Читаем The Law of Nines полностью

“I’m afraid so. From the looks of it, the fire started downstairs in a workshop. That’s where we found the gentleman. One of my men looked in the basement door and spotted him reflected in a mirror. He was on the floor not far to the side. There wasn’t much left of him by then but we were at least able to use the hoses to cool the doorway enough to manage to recover his remains. I’m sorry, son.”

“I’m his only family,” Alex said in a distant voice, somehow feeling that it all couldn’t be real. “The only family left. I always told him to be careful with torches and soldering irons down there.”

“It very well may be that he passed on from a heart attack or stroke and then something hot left unattended started the fire. I’ve seen it happen that way with older people.”

“But he was burned?”

“I’m afraid so, but it’s very possible that it was after he was already gone. We don’t know yet.”

“Ben,” Alex said in a tearful voice as he knelt beside the remains covered in a gray blanket, “please don’t leave me like this. I need you so much right now.”

It felt like the world was falling in on him.

Some of the rafters gave way and the entire roof came crashing down. Huge flames roared up into the air. Columns of sparks and billowing smoke lifted into the night sky.

Alex laid an arm over his grandfather and broke down in tears.

13.

THE CORONER’S OFFICE HAD BENN unable to determine the actual cause of death. They said that the remains were too badly burned to make that determination, but that since he had been found on the floor down in his workshop, rather than in bed, it was improbable that Alex’s grandfather had been overcome by smoke in his sleep. The fire extinguisher, hanging nearby on the foundation wall, was charged and in working order, but it hadn’t been used. There was an exit door not far away.

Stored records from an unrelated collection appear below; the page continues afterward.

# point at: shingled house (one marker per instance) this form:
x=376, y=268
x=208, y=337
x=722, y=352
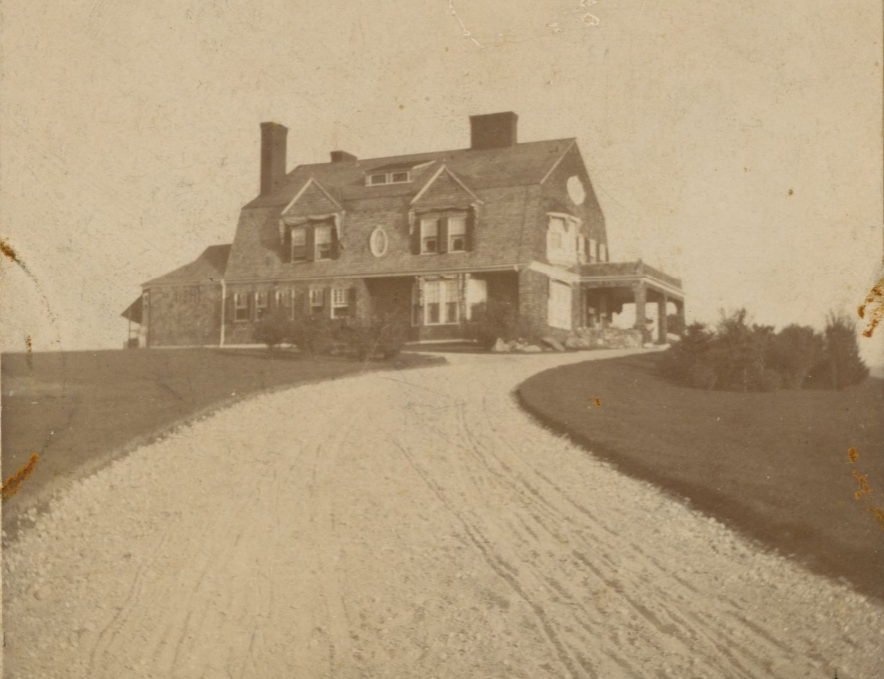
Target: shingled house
x=427, y=236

Considering those factors and the lack of any evidence to the contrary, the coroner’s finding was that Benjamin Rahl had most likely lost consciousness or died of natural causes before the fire started, and the fire had been the result of something hot left unattended at his workbench while he was either unconscious or already deceased.

Alex had his grandfather’s remains cremated. Ben had always said that he didn’t want his corpse rotting in the ground, that he’d rather have the clean purification of fire consume his worldly self.

Still, considering what had happened, having Ben cremated seemed insensitive. Alex knew, though, that it was what his grandfather had wanted.

But more than that, Ben, who Ben was, was gone. The remains were not Ben, not to Alex, anyway. Those remains had been released by the fire to return to the elements of the universe.

The house was gone as well. Even much of the foundation had collapsed and what hadn’t was unstable, leaving a hazardous sight. After the fire marshal and the insurance company adjuster finished their investigation, they had turned the property over to Alex. At the city’s insistence Alex had hired a company to haul away the debris and fill in the hole.

Since then, whenever he walked up the street to his grandfather’s place, the journey felt dreamlike. Even standing there staring at the open gap in the neighborhood, at the smoothed-over lot, he couldn’t believe it. His mind filled in the empty hole with a ghostlike memory of the home. It seemed impossible that it was all gone—both his grandfather and the house where Alex had been raised for the last half of his childhood.

In the weeks that followed, that wasn’t all that felt dreamlike. Alex at times wondered if it was possible that he had imagined Jax.

In the beginning, under the choking weight of grief, he hadn’t thought a lot about her. He lost himself in the routine of his daily workouts. All he could really think about was Ben. He had real issues to deal with and there was no one else to handle things, no one else to help him.

But over time, nagging thoughts of Jax returned. With his mother in a mental institution it was only too easy to imagine that he was falling prey to the same sort of delusional madness that had overcome her. It sometimes felt like that madness was lurking just out of sight, ready to smother him, too.

He tried hard to keep such fears in perspective, tried hard not to give them any power over him, tried hard not to let his imagination get the best of him. Yes, his mother was sick, but that didn’t mean that the same thing would happen to him.

His mother hadn’t spoken since his birthday, when she had told him to run and hide, when she had warned him about a different kind of human who broke people’s necks. He worried at times that he’d somehow built upon his mother’s strange words to come up with Jax and her story—created a delusion of his own.